これまでは、目的の場所に向かう途中の道すがらでもデーモンが出没したという討伐隊の報告が多数届いていたのにもかかわらず、非常になごやかで楽しい道中だったのだ。
アメリアは眉をひそめて、考えこんだ。
「………ちょっと父さんと連絡を取ってみます。この街の魔道士協会はどこですか?」
届いた知らせは、驚くべき内容だった。
「殿下は何と?」
隔幻話室から出てきたアメリアに、待機していた討伐隊の隊長がきまじめな表情で問うた。
アメリアは困惑したような表情を、その隊長に向ける。
「何か………、各地で同じことが起こっているみたいです。異常気象も収まりつつあるそうですし、デーモンも潮が引くようにいなくなっているそうです」
「ならば、我々がここに来た意味は………」
「あんまし無いです」
アメリアに即答されて、隊長は沈黙してしまった。
「始まりと同じように、唐突ですね」
アメリアは首を傾げて独白した。
リナが大本の原因を滅ぼしたからなのだが、今現在そんなことがわかるはずもない。
ロードの城に戻る途中、アメリアは空を見上げた。
春の終わり。陽光がその強さを増して、風と共に降り注ぐ夏の始まり。
そうだ。これが本来の正しい気候なのだ。
雪が降っただの、暑さに日射病患者が出ただの、しばらく前までとことん異常気象だったのが、嘘のようだ。
異常気象が収まれば、父親であるフィリオネル王子の負担も軽くなるだろう。
デーモンの異常発生担当だった自分も、仕事の量が激減する。
これは好機だ。
「わたしってツイてるかも………」
くすと笑って、アメリアは後に従う討伐隊の隊長をふりかえった。
「では、現時点をもって、討伐隊は残りのデーモンの掃討へと任務の内容を変更します。せっかく来たのに帰るのもなんですし、念のため数日は、この街の周囲、デーモンの潜んでいそうな場所を巡ってください。それが終わったら一日ここで休暇を取り、帰城します。なお、指揮権はあなたに預けます。

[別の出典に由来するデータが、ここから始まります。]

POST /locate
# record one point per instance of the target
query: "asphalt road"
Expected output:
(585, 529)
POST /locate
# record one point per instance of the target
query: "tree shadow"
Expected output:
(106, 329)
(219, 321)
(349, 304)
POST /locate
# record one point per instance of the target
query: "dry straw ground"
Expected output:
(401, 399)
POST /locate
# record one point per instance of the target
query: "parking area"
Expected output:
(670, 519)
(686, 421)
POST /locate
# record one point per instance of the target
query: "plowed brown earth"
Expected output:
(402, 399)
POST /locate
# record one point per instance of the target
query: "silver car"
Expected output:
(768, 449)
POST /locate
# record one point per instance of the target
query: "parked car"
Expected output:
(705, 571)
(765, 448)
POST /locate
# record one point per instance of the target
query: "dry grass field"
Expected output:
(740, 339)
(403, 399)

救援物資の配分はロードに一任したことですし」
「アメリア様は………」
「ちょっとここの領内の村に私用があるので、行ってきます」
アメリアは反論を封じこめるように、隊長に向かって笑いかけた。
自分の外見が、多少なりとも自分の宮廷での評価に直結していることをアメリアは自覚している。

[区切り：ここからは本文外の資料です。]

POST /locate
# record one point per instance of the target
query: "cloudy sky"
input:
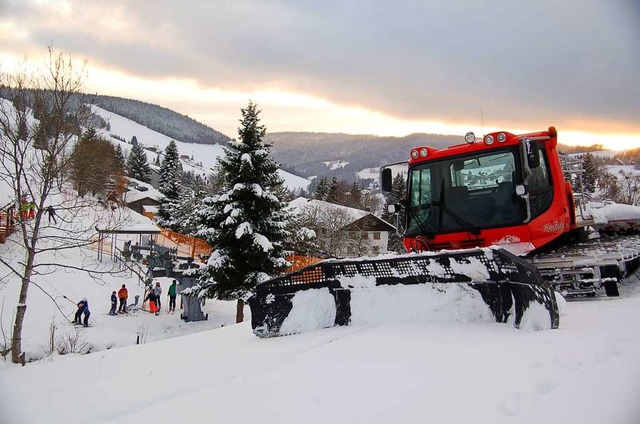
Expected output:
(355, 66)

あまり重要視はしていない。使えるものなら使っておこうというレベルの話である。あまり自分の外見に関心はない。もう少し背が欲しいとか、普通の人間の感情として良ければそれに越したことはないだろうとは思うが、それだけだ。
もし関心を持つことがあったとしたら、それは今はここにいない誰かが好みを述べたときだろう。尤も、そんな話など今まで一度も会話に昇らなかったし、昇るほどに互いに突っこんだ関係でもない………まだ。
「デーモンいなさそうだったら、別に休んでてもいいですよ?」
「はあ………。とりあえず、ここのロード殿にご挨拶を入れておいたほうがいいのでは………」
「それもそうですね。じゃ、戻りましょうか」
そう言ってアメリアは、くるりと隊長に背を向けた。
「くおのッ、出てけっ!」
罵声と共にアメリアの鼻先を、白い陶器の花瓶が右から左へと通過していった。
それに添って、右で窓の板戸が開く騒々しい音がして、その次に左で重力に従った花瓶の割れる華々しい音がした。
「え、と………」
リアクションに困って、アメリアは立ちつくした。
もちろん、先のセリフはアメリアに向けられたものではない。花瓶と共に窓を割って出てきたのだ。

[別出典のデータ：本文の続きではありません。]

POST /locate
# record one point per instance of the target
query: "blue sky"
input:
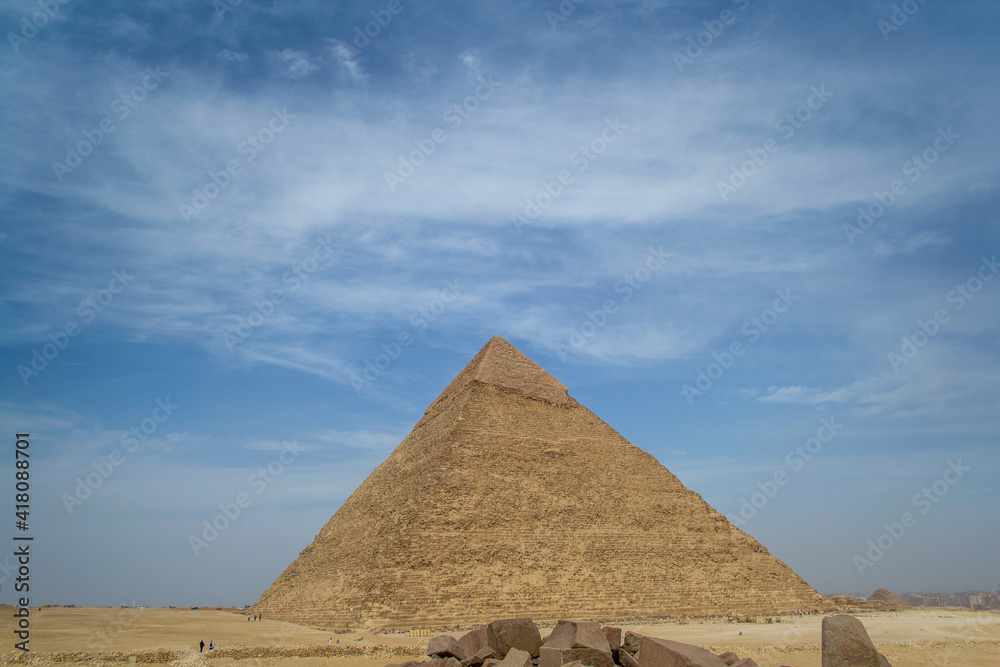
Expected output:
(718, 223)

とりあえず、これ以上自分に向かって何かが飛び出してきては困るので、窓の範囲から一歩退く。
あの花瓶が直撃していたら、いまごろ頭からだらだら血を流していただろう。
窓からは、なおもにぎやかに怒鳴り合う声が聞こえてくる。
「勝手に細工物をうっぱらいおって馬鹿もんが! 作ったのはわしじゃぞ !?」
「作っても売らなきゃ意味がないんだよ普通は! 大体どうでもいいのばかり道楽のように作りやがってっ。お金がないと材料も買えないことをオヤジは忘れ去ってるんじゃないだろうな !?」
さらに窓から色々な物が飛び出してきた。
何番目かに飛び出してきた黒っぽい塊がブラックオパールの裸石であることに気がついて、アメリアは慌てた。
宝飾品の性質について、最低限のことは知っている。
オパール。決して落としたり、熱を加えたりしてはいけない、水分含有率の高い脆い貴石。硬いだけが宝石ではないのである。しかもその裸石は大きかった。滅多に産出するものではない。
何だってそんなものがすっ飛んでくるのだろう?
唖然としつつも反射的に体が動き、アメリアはオパールに手を伸ばす。
どうやら窓の中の住人も自分が投げた物が何であるかに気づいたらしく、慌てた声が聞こえてくる。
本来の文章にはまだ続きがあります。